After the 2.1.X of the AWS Encryption SDK CLI is released, I was trying to decrypt using the key=alias/mykmskey. It doesn't allow me to use that even though the documentation says it's possible. The only way I could get it to work is if I supplied the key=$keyID_Arn. In the previous release, I was able to use the alias if I'm not mistaken.
I personally prefer to have the option to use the alias as it's user-friendly. Having to supply the keyID is tedious and additional work.

Other Info:

• Platform: Windows Server 2019 Data center
• aws-encryption-cli version: aws-encryption-sdk-cli/2.1.0 aws-encryption-sdk/2.0.0
• Python: Python 3.9.0

Hi universalvishwa,

The behavior you're seeing is expected, version 2.1.x of the Encryption CLI does not support decrypting by specifying the alias. Can you point me to the documentation you're reading that says it's possible?
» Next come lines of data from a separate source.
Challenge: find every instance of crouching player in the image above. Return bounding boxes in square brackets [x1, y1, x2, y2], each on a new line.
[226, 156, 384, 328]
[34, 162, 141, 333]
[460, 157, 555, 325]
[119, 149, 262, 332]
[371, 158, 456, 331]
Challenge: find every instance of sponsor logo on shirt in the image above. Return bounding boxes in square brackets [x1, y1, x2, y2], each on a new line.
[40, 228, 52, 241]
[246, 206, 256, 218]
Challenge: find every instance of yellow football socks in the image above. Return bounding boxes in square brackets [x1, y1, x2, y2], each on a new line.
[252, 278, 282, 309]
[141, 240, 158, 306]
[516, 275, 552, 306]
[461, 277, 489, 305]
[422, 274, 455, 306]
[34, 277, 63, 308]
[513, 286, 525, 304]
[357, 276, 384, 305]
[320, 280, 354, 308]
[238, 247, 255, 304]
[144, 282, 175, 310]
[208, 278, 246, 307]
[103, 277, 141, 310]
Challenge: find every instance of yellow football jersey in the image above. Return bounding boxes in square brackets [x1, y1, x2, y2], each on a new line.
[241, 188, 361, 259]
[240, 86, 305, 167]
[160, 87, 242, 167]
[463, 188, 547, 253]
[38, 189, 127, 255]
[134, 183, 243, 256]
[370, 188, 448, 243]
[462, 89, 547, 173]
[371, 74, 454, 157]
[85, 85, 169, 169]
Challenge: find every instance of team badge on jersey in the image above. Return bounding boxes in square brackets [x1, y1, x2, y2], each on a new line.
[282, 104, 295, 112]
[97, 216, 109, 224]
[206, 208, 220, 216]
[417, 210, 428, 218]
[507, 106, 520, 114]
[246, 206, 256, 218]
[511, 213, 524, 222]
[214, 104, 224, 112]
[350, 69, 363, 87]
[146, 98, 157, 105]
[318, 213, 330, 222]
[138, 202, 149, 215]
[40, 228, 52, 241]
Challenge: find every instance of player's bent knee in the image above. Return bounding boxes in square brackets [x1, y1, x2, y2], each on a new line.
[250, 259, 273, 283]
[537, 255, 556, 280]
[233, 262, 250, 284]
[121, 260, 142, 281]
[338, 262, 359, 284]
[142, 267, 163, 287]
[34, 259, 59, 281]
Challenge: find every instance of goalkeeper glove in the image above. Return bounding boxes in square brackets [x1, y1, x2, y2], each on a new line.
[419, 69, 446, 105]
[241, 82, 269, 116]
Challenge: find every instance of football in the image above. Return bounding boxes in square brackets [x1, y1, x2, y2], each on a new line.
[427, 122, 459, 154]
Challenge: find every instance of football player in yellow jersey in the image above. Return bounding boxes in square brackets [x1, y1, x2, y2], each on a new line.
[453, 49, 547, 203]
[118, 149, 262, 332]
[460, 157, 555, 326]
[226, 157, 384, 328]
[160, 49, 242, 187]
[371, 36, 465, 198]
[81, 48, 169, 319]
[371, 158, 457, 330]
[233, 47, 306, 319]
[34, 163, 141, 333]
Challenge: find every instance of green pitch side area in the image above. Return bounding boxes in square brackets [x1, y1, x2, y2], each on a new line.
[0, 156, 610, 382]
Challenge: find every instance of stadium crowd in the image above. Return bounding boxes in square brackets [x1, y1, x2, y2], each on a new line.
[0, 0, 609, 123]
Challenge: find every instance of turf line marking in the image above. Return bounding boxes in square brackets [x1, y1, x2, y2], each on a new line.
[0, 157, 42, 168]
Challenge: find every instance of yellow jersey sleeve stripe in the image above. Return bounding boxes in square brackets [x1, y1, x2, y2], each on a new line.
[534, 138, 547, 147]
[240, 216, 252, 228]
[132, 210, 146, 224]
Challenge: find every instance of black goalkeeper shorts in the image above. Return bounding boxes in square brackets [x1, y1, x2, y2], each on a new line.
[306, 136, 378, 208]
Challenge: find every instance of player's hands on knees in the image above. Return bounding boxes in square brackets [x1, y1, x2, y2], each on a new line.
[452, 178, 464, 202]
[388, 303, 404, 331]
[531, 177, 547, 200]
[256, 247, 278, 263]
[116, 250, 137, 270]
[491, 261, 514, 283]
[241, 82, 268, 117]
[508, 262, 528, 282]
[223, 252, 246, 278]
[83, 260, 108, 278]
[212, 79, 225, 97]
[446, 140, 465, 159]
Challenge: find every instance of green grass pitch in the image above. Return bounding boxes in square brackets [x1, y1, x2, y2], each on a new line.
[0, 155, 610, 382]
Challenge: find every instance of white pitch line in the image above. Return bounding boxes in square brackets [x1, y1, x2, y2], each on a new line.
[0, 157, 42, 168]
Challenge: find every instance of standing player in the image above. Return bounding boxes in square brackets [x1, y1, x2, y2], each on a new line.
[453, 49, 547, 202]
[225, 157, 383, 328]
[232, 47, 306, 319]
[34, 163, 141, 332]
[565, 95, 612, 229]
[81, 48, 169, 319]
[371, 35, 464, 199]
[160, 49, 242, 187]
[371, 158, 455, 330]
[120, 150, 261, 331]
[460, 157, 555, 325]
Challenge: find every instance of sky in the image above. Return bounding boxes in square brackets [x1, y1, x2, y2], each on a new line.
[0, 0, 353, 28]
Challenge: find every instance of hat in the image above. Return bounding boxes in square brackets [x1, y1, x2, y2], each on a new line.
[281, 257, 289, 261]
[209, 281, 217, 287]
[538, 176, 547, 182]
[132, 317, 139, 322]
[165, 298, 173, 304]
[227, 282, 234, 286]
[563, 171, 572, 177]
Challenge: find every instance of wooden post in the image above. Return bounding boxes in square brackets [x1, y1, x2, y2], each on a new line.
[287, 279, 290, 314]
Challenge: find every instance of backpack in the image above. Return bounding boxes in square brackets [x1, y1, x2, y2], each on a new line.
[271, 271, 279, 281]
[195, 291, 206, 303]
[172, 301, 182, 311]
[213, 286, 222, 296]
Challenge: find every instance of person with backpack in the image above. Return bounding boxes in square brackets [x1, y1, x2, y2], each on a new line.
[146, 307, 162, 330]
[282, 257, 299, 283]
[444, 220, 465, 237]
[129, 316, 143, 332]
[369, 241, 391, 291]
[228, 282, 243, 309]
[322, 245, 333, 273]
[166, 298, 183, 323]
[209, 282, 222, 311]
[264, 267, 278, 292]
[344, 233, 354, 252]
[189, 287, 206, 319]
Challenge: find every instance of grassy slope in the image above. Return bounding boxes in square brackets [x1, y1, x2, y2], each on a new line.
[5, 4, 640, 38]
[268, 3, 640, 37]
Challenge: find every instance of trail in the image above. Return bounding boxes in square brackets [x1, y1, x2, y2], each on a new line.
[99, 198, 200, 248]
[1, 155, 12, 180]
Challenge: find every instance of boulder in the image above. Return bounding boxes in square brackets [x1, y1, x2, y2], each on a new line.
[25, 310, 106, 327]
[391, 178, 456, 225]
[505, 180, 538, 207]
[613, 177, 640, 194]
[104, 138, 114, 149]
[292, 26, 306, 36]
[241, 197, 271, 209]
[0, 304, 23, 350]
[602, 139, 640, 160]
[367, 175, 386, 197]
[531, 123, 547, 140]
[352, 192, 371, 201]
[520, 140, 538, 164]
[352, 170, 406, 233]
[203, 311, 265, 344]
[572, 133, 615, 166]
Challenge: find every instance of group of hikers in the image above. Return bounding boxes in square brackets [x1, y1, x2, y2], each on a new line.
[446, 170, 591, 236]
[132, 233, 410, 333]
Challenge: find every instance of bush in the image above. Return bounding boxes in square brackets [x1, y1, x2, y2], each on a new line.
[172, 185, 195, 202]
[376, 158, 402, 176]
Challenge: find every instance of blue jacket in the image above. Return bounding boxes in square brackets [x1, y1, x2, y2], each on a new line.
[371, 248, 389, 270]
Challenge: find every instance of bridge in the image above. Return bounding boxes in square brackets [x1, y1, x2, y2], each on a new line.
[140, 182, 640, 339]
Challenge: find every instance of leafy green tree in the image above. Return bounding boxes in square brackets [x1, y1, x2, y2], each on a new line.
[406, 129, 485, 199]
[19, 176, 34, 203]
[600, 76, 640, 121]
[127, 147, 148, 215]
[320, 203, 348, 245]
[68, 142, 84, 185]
That may be an error with our docs that we need to get fixed.

We recommend specifying the key id as a security best practice, but I do understand that doing so can require additional work. To that end, we have a discovery attribute of the --wrapping-keys parameter which allows decryption without explicitly listing all ARNs. You can use this without additional filtering, which will cause the Encryption CLI to try to decrypt any ciphertext it comes across:

aws-encryption-cli --decrypt ... --wrapping-keys discovery=true

However, if using discovery mode we recommend using the discovery "filter" attributes to limit decryption to only ciphertexts that are wrapped by AWS CMKs that belong to explicit accounts and partitions. For example:

aws-encryption-cli --decrypt ... --wrapping-keys discovery=true discovery-account=123456789012 discovery-partition=aws

(You can find more detailed docs for the discovery attribute here: https://docs.aws.amazon.com/encryption-sdk/latest/developer-guide/crypto-cli-how-to.html#discovery-cli-attribute)

Would this work for your use case?

https://docs.aws.amazon.com/encryption-sdk/latest/developer-guide/crypto-cli-reference.html#crypto-cli-parameters

key
Identifies the wrapping key used in the operation. The format is a key=ID pair. The key attribute is required in all encrypt commands.
When you use an AWS KMS customer master key (CMK) in an encrypt command, the value of the key attribute can be a key ID, key ARN, an alias name, or an alias ARN. For details about AWS KMS key identifiers, see Key identifiers in the AWS Key Management Service Developer Guide.

Just now, I tested your suggestion, it worked. I'm satisfied with that. I'll use that. Thank you.

I would still recommend to update the AWS Docs to make sure that it's clearly explained. Perhaps, include that suggestion as an example would be very helpful.

Moreover, Thanks for responding very quickly.

Glad to hear it!

It looks like that quote you called out comes from the section under the --master-keys parameter, which has been removed in 2.1.x. It is replaced by --wrapping-keys, and I do see that the key parameter is correctly described in that section:

In decrypt commands, the value of the key attribute must be a key ARN

Either way, we'll look into improvements in the docs to try to make this crystal clear. I'll go ahead and close out this issue, but do feel free to re-open (or cut a new one) if you have any other questions.